Sunday, 18 June 2023

Three Poems by Mikal Wix

 



A Farewell from the Sloth of Space

 

Speed is a black tongue among mouths,

unfurling in hush, like a mutation of thrushes.

We molt from gaunt to dazzling plume —

just the cavity of flat, interstellar seas

to bear us up               like a dead march,

and a crown of calculus to weave the way.

We need what thrives from heat to atone

for what badlands we leave behind.

 

We flee the vast heat, mega typhoons, sacrifices

to volcanoes, undead firestorms, and the superliners

rich in triggermen piled high in rations and disdain.
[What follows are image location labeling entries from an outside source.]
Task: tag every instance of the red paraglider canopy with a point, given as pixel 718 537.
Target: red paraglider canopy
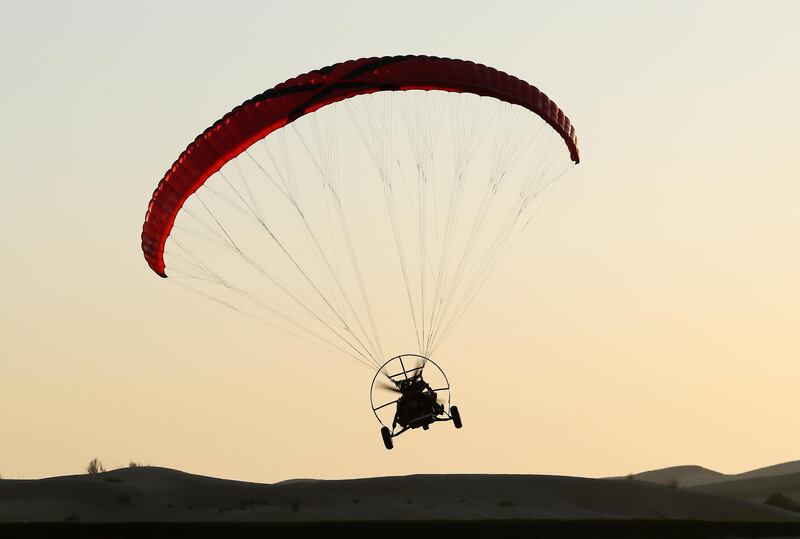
pixel 258 117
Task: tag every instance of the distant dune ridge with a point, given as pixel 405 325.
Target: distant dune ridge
pixel 161 494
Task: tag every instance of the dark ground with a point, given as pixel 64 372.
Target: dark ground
pixel 557 529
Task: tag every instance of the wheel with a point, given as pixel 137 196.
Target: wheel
pixel 456 416
pixel 386 434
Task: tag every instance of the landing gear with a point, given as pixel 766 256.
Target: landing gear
pixel 386 434
pixel 456 417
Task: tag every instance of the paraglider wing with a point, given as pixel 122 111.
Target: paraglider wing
pixel 286 102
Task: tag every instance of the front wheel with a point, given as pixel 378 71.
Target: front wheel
pixel 386 434
pixel 456 416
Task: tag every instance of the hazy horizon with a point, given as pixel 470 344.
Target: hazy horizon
pixel 649 318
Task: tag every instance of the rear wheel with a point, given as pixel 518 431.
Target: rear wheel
pixel 386 434
pixel 456 416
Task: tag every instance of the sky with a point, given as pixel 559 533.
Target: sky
pixel 648 319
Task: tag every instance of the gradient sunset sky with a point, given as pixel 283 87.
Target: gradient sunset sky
pixel 651 317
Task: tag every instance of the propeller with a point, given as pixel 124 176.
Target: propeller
pixel 383 384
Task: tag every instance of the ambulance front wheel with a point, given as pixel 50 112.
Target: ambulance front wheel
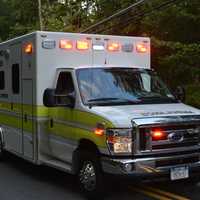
pixel 90 176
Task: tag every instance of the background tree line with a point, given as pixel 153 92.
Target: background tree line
pixel 175 30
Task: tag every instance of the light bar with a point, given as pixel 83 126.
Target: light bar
pixel 113 46
pixel 97 47
pixel 66 44
pixel 142 48
pixel 82 45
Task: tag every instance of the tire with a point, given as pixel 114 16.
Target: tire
pixel 90 176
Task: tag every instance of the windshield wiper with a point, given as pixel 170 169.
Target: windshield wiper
pixel 157 99
pixel 112 99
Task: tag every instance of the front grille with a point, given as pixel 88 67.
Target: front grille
pixel 176 137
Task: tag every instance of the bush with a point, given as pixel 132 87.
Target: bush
pixel 193 95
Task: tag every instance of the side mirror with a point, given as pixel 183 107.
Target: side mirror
pixel 51 99
pixel 180 93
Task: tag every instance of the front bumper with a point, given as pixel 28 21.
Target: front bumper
pixel 144 167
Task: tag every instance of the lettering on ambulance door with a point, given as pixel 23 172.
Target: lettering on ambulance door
pixel 62 132
pixel 13 135
pixel 27 118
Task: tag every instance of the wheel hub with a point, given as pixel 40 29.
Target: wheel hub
pixel 88 176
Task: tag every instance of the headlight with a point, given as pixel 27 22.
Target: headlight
pixel 119 141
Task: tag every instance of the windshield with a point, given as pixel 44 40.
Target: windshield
pixel 116 86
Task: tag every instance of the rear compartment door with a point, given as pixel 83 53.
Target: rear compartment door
pixel 27 111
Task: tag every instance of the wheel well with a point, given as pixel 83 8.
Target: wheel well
pixel 84 145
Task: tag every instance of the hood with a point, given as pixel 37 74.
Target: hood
pixel 121 116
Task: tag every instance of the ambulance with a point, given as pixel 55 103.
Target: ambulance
pixel 91 105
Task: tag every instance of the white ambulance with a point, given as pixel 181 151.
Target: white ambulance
pixel 91 105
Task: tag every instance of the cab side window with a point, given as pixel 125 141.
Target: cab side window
pixel 65 84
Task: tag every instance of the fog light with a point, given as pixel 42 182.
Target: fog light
pixel 128 167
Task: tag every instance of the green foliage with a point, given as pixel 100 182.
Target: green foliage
pixel 174 30
pixel 193 95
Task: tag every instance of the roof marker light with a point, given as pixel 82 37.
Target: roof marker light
pixel 98 47
pixel 113 46
pixel 66 44
pixel 82 45
pixel 28 48
pixel 141 48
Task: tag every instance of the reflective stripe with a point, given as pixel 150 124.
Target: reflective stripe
pixel 68 123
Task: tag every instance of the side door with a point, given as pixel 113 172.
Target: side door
pixel 61 129
pixel 13 136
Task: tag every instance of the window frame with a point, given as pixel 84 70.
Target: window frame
pixel 15 89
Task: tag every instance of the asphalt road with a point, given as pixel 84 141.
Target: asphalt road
pixel 20 180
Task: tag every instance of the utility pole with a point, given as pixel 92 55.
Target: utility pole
pixel 40 14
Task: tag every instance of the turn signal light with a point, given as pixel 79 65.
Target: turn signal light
pixel 82 45
pixel 114 46
pixel 141 48
pixel 99 131
pixel 158 135
pixel 66 44
pixel 28 48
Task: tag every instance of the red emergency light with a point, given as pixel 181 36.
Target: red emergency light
pixel 142 48
pixel 28 48
pixel 158 134
pixel 66 44
pixel 113 46
pixel 82 45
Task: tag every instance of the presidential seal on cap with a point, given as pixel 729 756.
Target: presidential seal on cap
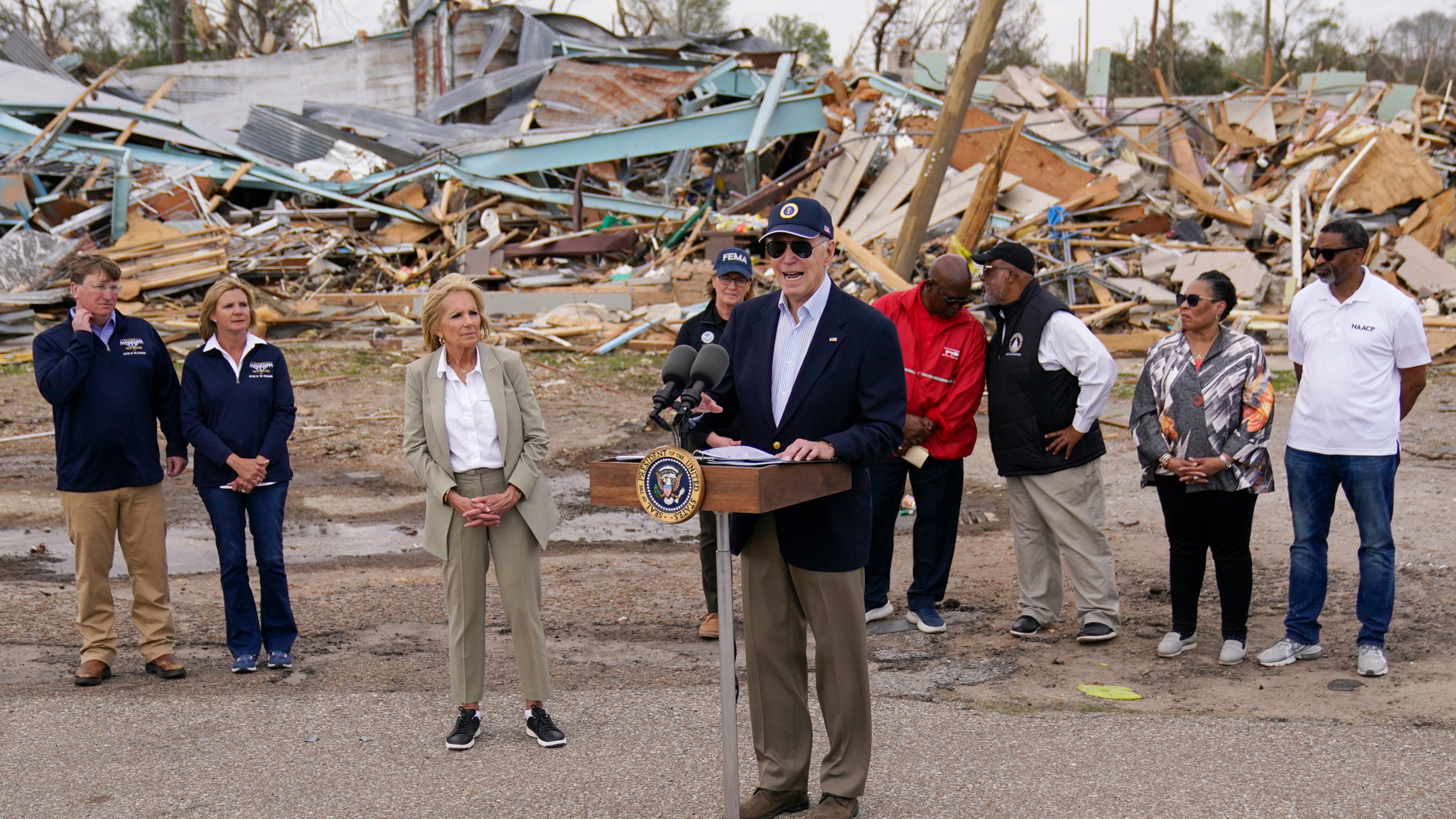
pixel 802 218
pixel 670 484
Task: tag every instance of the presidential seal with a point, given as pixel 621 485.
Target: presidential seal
pixel 670 484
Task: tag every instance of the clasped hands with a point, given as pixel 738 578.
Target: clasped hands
pixel 484 510
pixel 251 471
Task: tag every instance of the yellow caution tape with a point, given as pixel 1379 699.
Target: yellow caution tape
pixel 1110 691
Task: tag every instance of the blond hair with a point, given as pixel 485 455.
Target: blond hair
pixel 206 328
pixel 430 318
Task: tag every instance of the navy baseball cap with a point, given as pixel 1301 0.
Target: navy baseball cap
pixel 1018 256
pixel 802 218
pixel 733 260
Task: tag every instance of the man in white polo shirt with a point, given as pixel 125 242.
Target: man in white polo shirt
pixel 1360 357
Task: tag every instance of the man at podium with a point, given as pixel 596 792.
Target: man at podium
pixel 814 373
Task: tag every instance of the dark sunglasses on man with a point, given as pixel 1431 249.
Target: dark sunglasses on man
pixel 801 248
pixel 1329 254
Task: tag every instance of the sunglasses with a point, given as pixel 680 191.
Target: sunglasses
pixel 801 248
pixel 1193 299
pixel 1329 254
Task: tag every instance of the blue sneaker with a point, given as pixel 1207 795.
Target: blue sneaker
pixel 927 620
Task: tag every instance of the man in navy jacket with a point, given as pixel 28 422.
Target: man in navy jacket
pixel 109 381
pixel 814 373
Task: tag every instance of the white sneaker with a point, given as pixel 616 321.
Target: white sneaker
pixel 871 615
pixel 1286 651
pixel 1232 653
pixel 1174 645
pixel 1372 662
Shrug the pull of our greedy, blue gravity well,

of hot dark matter departed, we rise and erupt

in tritium rage             to duck another sermon

of banned books burned, another Brownshirt cabal,

another Sunday morning blitz gifting us ashes to eat

from the nirvana of earthly life now in the kiln.

 

In our lightship, we see the colours of machines gallop

ahead to paint the void trailing our newfound freedom,

like the artful wren weaving a hidden nest of starlight

right under the eagle’s wing — a deepness of fable

to hoist us up high above the blues in the serpent spume.

Our keel feels closer to splitting open            a monster

in our honeyed path cracking wide before us,

the wilderness of our winking stretch across the cold

vacuum                       words let go of orbit:

spheres, shelter, lush               falling away.

 

But we won’t get anywhere fast enough to know

the time lost or gained by this place of truce —

the sublime jest across the darkest moss.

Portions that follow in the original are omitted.